You can define the destination files in the following ways:
File Path
To write by file path where the file extension is included as part of the file path, define the destination as follows:
destination=td.AzureDestination(["az://<path_to_file1.ext>","az://<path_to_file2.ext>"], azure_credentials),
<path_to_file1.ext>
, <path_to_file2.ext>
… have the extensions of the file included in the file name as part of the path.
File Format
To write files by file format where format is declared separately and not in the file name, define the destination as follows:
destination=td.AzureDestination([
"az://<path_to_file1_no_extension>",
"az://<path_to_file2_no_extension>",
], azure_credentials, format="<format_name>"),
"<path_to_file1_no_extension>"
, "<path_to_file2_no_extension>"
… are paths to files with extensions of the file not included in the file name. The extension to all files is mentioned separately in format
.
Custom delimiter for CSV
To define a custom delimiter for reading a CSV file, use the format code as follows:
destination=td.AzureDestination([
"az://<path_to_file1_no_extension>",
"az://<path_to_file2_no_extension>",
], azure_credentials, format=td.CSVFormat(separator="<separator_character>")),
"<path_to_file1_no_extension>"
, "<path_to_file2_no_extension>"
… are paths to CSV files with a custom delimiter, with extensions of the file not included in the file name. The delimiter is a single byte character such as colon (:), semicolon (;), and period (.) that separate the fields in the given file instead of a comma(,). You define the character in separator
.
credentials#
A subscriber needs credentials to write files to Azure Blob Storage. Here the value is defined using a variable azure_credentials. The variable is an object of class AzureAccountKeyCredentials
with following values.
AZURE_ACCOUNT_NAME
is your Azure account name.
AZURE_ACCOUNT_KEY
is the value of your Azure account key.
You can use different ways to store the credentials which are highlighted here in the documentation.
trigger_by#
[optional] <trigger_table1>
, <trigger_table2>
… are the names of the tables in the Tabsdata server. A new commit to any of these tables triggers the subscriber. All listed trigger tables must exist in the server before registering the subscriber.
Defining trigger tables is optional. If you don’t define the trigger_by
property, the subscriber will be triggered by any of its input tables. If you define the trigger_by
property, then only those tables listed in the property can automatically trigger the subscriber.

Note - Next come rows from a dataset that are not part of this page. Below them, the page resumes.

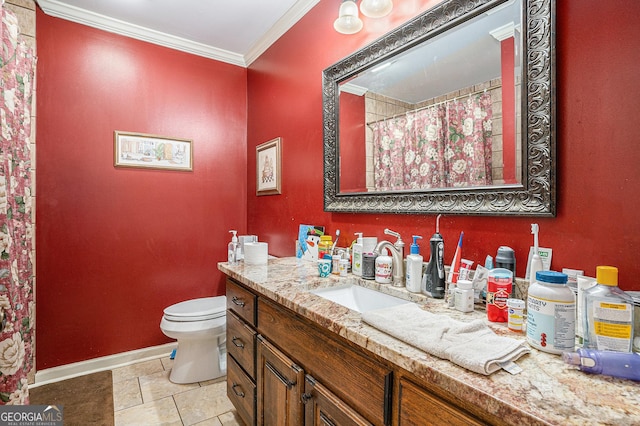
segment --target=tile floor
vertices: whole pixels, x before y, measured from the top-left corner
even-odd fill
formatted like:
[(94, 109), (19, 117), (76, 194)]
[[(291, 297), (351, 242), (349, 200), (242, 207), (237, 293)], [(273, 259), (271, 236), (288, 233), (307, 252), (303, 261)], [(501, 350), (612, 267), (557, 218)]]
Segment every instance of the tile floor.
[(112, 370), (116, 426), (243, 425), (227, 398), (226, 377), (174, 384), (172, 363), (166, 357)]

For more information, see Working with Triggers.
<subscriber_name>#
<subscriber_name>
is the name for the subscriber that you are configuring.
<function_logic>#
<function_logic>
governs the processing performed by the subscriber. You can specify function logic to be a simple write or to perform additional processing as needed. For more information about the function logic that you can include, see Working with Tables.
<table_frame1>
, <table_frame2>
… are the names for the variables that temporarily store source data for processing.
<table_frame_output1>
, <table_frame_output2>
… are the output from the function that are written to the external system.